Разумеется, как только на горизонте забрезжили первые результаты, к русским ученым бросились их зарубежные коллеги. К их чести стоит отметить, что далеко не все они были «сливкоснимателями», охотниками до чужой славы – многие просто искренне искали нового знания и нового опыта. Но все они: и подлецы, и честные малые – все несли в клювах гранты, пожертвования, кредиты, которые все они горели желанием отдать в руки удачливых русских коллег. Естественно, при условии, что коллеги позволят принять участие в заключительной стадии экспериментов и присоединиться к первой хроно-экспедиции. И никто, конечно, не желал уступить другим, приехавшим позже или с меньшим числом нулей в чеке. В конце концов Институт физики времени превратился в некое подобие восточного базара, где вечно переругивались, спорили, торговались «двунадесять языков». Казалось, что эта торговля будет бесконечной, так как выбрать достойнейшего из созвездия достойных было совершенно неразрешимой задачей.
Но все на свете имеет свой конец. Запоздавшим, нет, не гостем, а хозяином базара, в институт прибыла делегация США, руководитель которой, кроме предъявленного чека с внушительной суммой, в приватной беседе с директором института, академиком Каспарянцем, намекнул на возможные санкции госдепа в случае, если в первой экспедиции не примет участие гражданин самой демократической демократии…
И вот теперь Барятинский надевал экспериментальный комбинезон хрононавта, любуясь, как такой же натягивает на себя Шеридан Хоукинс – его товарищ на ближайшие несколько суток.
– Ладно, пошли, – сказал Владимир, одергивая комбинезон и мысленно добавляя про себя «дебил рыжий». Шеридан Хоукинс был красив, уверен в себе, из добропорядочной американской семьи, англосакс, протестант, рыжеволос, сероглаз и непроходимо туп. В физике он еще кое-как разбирался, но во всем остальном… Барятинский усмехнулся, вспомнив, как на следующий вечер после их знакомства американец сообщил ему, что хотел бы попросить своего нового русского друга отвести его в Кремль. На недоуменный вопрос Владимира, как он себе это представляет, янки, не смущаясь, ответил, что если надо, он готов оплатить машину от Красноярска до Москвы, так как деньги у него есть, а Кремль он посмотреть не успел и желает теперь восполнить этот пробел. И был крайне изумлен, когда узнал, что на машине вояж от Красноярска до Кремля займет никак не менее пяти дней…

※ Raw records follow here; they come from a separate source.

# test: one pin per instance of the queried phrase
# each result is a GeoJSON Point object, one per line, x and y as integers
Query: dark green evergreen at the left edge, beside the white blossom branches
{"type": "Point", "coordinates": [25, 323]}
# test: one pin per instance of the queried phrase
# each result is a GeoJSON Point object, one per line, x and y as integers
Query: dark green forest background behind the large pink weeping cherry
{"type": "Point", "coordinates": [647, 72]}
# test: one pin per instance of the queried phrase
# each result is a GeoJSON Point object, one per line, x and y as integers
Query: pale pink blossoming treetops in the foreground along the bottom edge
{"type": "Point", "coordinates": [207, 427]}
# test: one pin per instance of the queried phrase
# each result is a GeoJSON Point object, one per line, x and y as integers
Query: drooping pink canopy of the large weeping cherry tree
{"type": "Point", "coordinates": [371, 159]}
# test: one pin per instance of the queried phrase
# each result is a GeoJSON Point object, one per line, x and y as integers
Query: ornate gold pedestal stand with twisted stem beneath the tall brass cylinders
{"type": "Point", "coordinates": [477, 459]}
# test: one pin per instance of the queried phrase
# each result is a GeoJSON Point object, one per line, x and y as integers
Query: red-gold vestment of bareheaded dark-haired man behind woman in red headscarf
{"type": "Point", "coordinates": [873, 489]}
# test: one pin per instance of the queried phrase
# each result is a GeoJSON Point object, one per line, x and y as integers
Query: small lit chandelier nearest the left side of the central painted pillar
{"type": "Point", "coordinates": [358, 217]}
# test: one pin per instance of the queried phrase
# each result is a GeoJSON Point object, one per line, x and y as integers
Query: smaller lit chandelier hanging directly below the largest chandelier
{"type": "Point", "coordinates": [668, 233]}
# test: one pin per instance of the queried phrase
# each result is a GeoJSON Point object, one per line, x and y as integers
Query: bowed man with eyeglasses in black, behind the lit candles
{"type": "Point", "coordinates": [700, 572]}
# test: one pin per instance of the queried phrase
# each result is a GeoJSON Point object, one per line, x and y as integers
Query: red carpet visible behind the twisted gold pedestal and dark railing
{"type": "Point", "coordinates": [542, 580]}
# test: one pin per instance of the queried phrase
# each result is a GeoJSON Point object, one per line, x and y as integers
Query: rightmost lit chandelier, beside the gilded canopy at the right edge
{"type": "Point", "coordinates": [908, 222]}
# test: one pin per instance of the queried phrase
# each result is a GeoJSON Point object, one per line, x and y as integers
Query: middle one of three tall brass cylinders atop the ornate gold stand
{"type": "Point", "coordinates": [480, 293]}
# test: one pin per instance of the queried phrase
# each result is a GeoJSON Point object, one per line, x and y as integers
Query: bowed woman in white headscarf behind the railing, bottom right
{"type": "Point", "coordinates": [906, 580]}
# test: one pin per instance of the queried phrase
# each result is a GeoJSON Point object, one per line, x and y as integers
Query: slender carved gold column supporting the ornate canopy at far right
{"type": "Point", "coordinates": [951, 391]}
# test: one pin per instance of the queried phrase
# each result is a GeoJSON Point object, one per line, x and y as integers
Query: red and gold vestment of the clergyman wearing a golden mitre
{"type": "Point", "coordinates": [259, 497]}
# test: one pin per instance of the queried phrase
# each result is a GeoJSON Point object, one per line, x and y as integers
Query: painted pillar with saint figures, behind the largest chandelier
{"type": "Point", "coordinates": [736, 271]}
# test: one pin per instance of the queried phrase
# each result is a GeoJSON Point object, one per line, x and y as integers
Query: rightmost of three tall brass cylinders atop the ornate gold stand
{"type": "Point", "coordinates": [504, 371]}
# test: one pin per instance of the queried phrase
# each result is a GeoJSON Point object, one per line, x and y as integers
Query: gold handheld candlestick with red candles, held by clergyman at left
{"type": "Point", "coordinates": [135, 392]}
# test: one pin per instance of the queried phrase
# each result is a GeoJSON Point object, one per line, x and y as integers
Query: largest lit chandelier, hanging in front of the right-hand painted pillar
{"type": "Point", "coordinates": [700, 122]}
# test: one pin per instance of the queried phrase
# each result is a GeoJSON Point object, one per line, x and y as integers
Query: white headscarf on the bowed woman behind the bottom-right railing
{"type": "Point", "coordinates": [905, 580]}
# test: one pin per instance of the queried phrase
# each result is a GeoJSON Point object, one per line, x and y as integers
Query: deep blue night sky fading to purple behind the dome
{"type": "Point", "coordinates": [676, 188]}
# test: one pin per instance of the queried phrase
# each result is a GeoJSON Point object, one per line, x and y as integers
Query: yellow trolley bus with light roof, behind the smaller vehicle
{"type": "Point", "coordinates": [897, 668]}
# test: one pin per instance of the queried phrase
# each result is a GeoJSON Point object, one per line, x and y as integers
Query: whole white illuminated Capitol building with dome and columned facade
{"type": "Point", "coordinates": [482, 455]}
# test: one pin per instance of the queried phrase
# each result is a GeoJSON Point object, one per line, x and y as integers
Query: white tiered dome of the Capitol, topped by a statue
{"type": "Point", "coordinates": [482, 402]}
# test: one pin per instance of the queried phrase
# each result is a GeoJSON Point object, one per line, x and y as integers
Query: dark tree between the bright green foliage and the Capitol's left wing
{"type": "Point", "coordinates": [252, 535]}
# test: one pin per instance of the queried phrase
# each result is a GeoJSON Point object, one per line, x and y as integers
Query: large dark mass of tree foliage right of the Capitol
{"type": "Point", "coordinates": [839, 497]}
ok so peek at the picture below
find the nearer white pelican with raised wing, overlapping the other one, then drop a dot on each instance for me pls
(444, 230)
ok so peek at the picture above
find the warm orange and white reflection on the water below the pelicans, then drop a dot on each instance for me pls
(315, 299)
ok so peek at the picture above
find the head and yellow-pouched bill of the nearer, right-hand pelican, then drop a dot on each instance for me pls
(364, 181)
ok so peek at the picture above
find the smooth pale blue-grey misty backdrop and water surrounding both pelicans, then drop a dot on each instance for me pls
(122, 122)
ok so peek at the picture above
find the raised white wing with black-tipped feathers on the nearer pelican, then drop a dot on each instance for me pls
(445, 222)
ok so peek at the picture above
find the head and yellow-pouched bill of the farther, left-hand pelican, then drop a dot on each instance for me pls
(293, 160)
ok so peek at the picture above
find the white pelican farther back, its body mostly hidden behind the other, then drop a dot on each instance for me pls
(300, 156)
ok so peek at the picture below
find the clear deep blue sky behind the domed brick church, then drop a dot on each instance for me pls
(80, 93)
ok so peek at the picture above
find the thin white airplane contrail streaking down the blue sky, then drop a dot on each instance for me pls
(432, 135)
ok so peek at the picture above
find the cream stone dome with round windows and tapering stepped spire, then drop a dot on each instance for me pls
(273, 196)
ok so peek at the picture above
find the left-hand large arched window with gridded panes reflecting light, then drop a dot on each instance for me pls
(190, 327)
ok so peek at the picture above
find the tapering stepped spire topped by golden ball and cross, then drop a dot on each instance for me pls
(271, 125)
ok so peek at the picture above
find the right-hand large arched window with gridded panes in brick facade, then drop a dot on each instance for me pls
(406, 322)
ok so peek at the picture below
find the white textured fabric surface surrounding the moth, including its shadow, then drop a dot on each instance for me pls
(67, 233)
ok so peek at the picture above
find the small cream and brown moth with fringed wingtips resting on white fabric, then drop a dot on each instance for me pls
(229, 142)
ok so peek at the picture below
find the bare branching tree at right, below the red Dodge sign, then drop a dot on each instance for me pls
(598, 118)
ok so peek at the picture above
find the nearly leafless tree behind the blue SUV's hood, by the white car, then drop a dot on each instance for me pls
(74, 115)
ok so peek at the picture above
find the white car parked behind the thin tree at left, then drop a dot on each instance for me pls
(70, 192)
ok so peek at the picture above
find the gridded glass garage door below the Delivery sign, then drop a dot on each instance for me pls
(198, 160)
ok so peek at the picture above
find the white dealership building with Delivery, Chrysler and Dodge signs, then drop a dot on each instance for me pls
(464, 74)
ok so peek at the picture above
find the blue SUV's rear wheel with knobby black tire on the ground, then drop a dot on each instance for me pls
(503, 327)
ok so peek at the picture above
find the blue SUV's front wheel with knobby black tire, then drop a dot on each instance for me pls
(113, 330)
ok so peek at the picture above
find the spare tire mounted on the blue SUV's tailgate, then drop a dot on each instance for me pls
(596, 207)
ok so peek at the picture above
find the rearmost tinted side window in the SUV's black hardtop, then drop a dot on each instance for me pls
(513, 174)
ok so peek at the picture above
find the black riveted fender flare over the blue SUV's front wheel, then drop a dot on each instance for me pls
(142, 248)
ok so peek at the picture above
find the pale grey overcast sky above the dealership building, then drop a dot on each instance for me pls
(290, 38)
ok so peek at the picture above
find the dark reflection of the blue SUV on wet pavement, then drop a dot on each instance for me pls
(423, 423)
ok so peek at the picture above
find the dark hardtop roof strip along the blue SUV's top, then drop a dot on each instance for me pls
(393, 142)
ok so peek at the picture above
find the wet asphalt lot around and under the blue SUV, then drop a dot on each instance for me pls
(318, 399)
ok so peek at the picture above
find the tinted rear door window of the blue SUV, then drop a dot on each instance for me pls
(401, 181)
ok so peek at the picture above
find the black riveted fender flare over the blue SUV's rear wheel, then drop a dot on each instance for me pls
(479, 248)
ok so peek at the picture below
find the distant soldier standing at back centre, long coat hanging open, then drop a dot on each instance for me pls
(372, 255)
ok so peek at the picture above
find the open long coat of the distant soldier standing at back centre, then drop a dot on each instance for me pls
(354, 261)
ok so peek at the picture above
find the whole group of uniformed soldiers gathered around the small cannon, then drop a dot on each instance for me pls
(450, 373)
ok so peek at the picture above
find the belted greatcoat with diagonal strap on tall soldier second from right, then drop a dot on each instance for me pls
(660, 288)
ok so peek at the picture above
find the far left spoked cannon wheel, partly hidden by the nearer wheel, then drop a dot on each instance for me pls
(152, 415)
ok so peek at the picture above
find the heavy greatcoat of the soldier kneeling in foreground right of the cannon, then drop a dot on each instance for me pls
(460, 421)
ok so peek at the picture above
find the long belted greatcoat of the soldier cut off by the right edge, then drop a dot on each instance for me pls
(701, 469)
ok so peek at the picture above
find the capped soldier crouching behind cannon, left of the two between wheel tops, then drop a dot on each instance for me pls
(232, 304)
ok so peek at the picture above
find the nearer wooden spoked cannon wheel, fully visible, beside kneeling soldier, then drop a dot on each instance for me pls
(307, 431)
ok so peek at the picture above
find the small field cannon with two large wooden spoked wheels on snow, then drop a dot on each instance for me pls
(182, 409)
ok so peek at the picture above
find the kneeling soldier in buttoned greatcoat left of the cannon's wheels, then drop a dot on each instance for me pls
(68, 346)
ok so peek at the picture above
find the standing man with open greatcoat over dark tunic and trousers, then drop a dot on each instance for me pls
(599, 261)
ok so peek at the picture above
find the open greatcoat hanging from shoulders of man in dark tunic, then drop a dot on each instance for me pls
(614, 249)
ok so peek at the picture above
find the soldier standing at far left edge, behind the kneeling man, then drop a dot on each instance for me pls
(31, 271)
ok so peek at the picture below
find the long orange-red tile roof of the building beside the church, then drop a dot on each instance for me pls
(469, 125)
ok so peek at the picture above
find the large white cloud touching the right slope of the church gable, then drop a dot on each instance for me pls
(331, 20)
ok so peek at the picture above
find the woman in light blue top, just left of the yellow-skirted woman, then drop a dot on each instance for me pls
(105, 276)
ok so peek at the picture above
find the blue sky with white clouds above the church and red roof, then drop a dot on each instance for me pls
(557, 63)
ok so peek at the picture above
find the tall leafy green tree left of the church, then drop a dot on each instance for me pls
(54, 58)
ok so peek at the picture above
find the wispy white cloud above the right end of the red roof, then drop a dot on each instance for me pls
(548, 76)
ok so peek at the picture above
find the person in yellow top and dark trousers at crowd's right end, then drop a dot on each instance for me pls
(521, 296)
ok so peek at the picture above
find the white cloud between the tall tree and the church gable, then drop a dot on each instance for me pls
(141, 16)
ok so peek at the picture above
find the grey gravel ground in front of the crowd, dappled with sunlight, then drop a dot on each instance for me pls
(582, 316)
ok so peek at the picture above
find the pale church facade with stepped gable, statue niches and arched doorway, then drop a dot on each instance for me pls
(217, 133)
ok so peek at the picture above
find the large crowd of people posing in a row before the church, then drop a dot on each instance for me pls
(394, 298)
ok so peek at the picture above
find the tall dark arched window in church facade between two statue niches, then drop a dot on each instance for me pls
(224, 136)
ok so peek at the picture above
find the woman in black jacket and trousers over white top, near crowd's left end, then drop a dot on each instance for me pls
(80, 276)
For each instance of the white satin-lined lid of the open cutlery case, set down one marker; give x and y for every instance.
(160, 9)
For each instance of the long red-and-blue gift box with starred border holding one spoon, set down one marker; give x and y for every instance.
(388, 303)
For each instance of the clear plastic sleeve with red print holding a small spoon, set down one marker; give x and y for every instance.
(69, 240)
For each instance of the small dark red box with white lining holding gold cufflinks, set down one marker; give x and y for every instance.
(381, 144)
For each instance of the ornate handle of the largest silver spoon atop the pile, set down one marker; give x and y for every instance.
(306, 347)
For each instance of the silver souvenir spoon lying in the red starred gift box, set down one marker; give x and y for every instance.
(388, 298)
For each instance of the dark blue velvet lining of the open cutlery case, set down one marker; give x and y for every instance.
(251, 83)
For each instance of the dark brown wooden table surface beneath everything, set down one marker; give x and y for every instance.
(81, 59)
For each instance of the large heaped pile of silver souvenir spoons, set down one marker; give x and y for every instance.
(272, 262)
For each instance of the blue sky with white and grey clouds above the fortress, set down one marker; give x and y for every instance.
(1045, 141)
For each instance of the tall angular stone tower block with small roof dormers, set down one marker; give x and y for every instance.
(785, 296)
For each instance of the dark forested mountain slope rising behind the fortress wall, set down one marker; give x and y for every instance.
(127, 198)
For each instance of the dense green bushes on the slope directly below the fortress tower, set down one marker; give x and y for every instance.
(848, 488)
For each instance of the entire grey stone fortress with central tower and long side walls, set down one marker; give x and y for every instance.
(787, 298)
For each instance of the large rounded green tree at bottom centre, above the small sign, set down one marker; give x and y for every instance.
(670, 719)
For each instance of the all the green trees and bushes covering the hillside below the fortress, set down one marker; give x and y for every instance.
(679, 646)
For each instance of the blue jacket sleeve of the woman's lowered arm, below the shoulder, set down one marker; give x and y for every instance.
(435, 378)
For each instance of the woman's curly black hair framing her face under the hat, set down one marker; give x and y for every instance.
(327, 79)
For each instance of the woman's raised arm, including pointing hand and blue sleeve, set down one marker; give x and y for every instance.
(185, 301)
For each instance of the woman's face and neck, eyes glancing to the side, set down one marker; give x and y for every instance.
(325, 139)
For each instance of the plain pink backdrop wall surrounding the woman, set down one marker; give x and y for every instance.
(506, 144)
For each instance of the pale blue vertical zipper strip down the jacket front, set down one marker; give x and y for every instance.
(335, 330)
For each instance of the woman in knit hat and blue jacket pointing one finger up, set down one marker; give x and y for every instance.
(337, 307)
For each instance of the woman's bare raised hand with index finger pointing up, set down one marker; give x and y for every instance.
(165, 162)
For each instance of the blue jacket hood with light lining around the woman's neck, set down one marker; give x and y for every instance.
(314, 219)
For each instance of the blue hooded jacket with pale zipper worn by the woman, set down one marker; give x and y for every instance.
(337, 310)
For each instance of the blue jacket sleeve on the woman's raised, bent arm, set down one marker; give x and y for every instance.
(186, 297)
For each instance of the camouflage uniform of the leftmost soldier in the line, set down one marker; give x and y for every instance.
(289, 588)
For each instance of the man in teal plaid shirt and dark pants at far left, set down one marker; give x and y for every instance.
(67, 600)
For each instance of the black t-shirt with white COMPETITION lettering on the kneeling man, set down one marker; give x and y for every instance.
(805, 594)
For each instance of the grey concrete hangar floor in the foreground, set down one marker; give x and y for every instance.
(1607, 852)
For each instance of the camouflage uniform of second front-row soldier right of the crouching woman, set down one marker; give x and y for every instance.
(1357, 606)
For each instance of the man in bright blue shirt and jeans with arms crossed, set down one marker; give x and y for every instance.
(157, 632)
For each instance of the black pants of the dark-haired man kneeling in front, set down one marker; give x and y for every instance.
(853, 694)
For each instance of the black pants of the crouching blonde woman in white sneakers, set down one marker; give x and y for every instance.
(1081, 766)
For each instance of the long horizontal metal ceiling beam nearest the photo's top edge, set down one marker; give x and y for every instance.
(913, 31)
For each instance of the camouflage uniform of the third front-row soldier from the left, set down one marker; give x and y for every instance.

– Володька, ты смотри, на бабочку там не наступи, – сказала первая красавица института, смешливая аспирантка Олеся Дубовяк, проверявшая подгонку комбинезонов и работу встроенных систем, – а то изменишь прошлое и будет как у Брэдбери.
– Невозможно, – авторитетно сказал Хоукинс. – Прошлое не изменить, оно уже было.
Владимир согласно кивнул, но Олеся покачала головой:
– Нечего-нечего успокаивать. Вот наступишь, вернешься, а я – негритянка!
Она звонко расхохоталась и, чмокнув на прощание оторопевшего Барятинского в щеку, умчалась на доклад к начальству.
Экипаж хронокапсулы занял свои места. В горле как-то сразу пересохло: захотелось глотнуть обжигающе-ледяной «кока-колы», которой торговал автомат в холле. Да поздно. «Теперь уж только, когда вернусь», – подумал Владимир. Оба исследователя отрапортовали о своей готовности, о выполнении всех предстартовых манипуляций и о нормальной работе всех систем. Академик Каспарянц и руководитель американских «товарищей», профессор Хольт Блаз, дали отсчет. При слове «ноль» в ушах возник тонкий писк, и последнее, что услышал в реальном мире Барятинский, были слова Каспарянца: «Временные флуктуации выше нормы» и ответ Блаза: «Это нитшего, они не увлекут за собой слишком большой массы».